Les pommiers sont pleins de pommes,
Allons au verger, Simone,
Allons au verger.
Nous cueillerons le calville,
Le pigeonnet et la reinette,
Et aussi des pommes à cidre
Dont la chair est un peu doucette.
Voici la saison des pommes,
Allons au verger, Simone,
Allons au verger.
Tu auras l’odeur des pommes
Sur ta robe et sur tes mains,
Et tes cheveux seront pleins
Du parfum doux de l’automne.
Les pommiers sont pleins de pommes,
Allons au verger, Simone,
Allons au verger.
Simone, tu seras mon verger
Et mon pommier de doux-aux-vêpes ;
Simone, écarte les guêpes
De ton coeur et de mon verger.
Voici la saison des guêpes,
Allons au verger, Simone,
Allons au verger.
Charles Frémine, né le 3 mai 1841 à Villedieu-les-Poêles et mort le 10 juin 1906 à Paris, est un journaliste, poète et écrivain français.
La chanson du pays
Les pommiers
Quand les récoltes sont rentrées
Et que l'hiver est revenu,
Des arbres, en files serrés,
Se déroulent sur le sol nu ;
Ils n'ont pas le port droit des ormes,
Ni des chênes les hauts cimiers ;
Ils sont trapus, noirs et difformes :
Pourtant qu'ils sont beaux mes pommiers !

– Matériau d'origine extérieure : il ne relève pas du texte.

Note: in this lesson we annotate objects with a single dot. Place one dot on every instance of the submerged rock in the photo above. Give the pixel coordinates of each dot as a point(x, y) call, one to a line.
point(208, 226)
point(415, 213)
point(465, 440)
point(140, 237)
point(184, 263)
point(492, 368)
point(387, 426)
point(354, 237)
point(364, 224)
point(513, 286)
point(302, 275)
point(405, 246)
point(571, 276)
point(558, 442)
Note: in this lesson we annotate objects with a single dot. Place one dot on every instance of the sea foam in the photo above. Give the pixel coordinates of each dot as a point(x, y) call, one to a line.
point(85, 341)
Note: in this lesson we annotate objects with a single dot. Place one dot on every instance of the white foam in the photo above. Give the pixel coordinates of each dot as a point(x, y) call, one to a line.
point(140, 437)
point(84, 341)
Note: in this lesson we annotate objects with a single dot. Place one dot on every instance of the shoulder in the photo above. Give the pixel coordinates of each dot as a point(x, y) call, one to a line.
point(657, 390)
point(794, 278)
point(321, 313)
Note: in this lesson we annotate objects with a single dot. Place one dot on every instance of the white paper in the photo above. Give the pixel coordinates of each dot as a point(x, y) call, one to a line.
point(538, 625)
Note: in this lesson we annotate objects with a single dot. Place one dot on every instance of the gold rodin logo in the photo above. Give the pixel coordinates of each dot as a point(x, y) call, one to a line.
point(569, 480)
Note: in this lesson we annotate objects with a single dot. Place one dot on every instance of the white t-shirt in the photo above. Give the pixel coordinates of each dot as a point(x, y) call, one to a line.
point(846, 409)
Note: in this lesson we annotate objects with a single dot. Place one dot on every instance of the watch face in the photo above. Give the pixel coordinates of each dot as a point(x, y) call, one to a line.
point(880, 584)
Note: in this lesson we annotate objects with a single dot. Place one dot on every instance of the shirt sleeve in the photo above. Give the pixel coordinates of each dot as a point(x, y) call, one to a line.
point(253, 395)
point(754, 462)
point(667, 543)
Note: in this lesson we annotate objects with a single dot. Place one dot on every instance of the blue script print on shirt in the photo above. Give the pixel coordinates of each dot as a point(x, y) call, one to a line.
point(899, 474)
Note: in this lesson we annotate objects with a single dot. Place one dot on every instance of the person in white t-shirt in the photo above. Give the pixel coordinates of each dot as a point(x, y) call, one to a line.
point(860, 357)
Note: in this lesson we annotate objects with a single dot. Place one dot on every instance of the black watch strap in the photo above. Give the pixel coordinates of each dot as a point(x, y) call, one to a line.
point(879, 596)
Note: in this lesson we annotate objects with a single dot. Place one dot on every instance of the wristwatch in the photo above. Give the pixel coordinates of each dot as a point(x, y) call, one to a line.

Leurs rangs épais couvrent la plaine
Et la vallée et les plateaux ;
En droite ligne et d'une haleine
Ils escaladent les coteaux ;
Tout leur est bon, le pré, la lande...
Mais s'il faut du sable aux palmiers,
Il faut de la terre normande
À la racine des pommiers !
Quand Mai sur leur tête arrondie
Pose une couronne de fleurs,
Les filles de la Normandie
N'ont pas de plus fraîches couleurs ;
Leurs floraisons roses et blanches
Sont la gloire de nos fermiers :
Heureux qui peut voir sous leur branches
Crouler la neige des pommiers !
Les matinales tourterelles
Chantent dans leurs rameaux touffus,
Et les geais y font des querelles
Aux piverts logés dans leurs fûts ;
Les grives s'y montrent très dignes
Et tendres comme des ramiers ;
Elles se grisent dans les vignes,
Mais font leurs nids dans les pommiers.
L’automne vient qui les effeuille ;
Les pommiers ont besoin d’appuis,
Et leurs longs bras, pour qu’on les cueille,
Jusqu’à terre inclinent leurs fruits ;
Ève fut prise à leur caresse,
Ils la tentèrent les premiers ;
Gloire à la grande pécheresse !
L'amour est né sous les pommiers !
Leurs fleurs, leurs oiseaux, leurs murmures,
Ont enchanté mes premiers jours,
Et j'ai, plus tard, sous leurs ramures
Mené mes premières amours ;
Que l'on y porte aussi ma bière,
Et mon corps, sans draps ni sommiers,
Dans un coin du vieux cimetière
Dormira bien sous les pommiers !
L'abbé Joseph Reyre (1735-1812) était un jésuite et écrivain français, spécialisé dans la littérature de jeunesse.
Le Pommier dépouillé de son fruit
Voyez-vous, disait un pommier
Aux arbres de son entourage,
Quand le fruit sous son poids le forçait à plier,
Voyez-vous comme on vient ici me rendre hommage ?
Je vois arriver tour à tour
Le maître du jardin ainsi que la maîtresse
Enfants et valets, tout s’empresse
Soir et matin à me faire la cour,
Il n’est, ma foi, rien tel que la richesse,
Pour avoir grand nombre d’amis.
Voisin, je suis de votre avis,
Lui dit un vieux poirier ; mais attendez, de grâce,
Qu’à l’hiver l’automne ait fait place,
Et de cette amitié vous connaîtrez le prix.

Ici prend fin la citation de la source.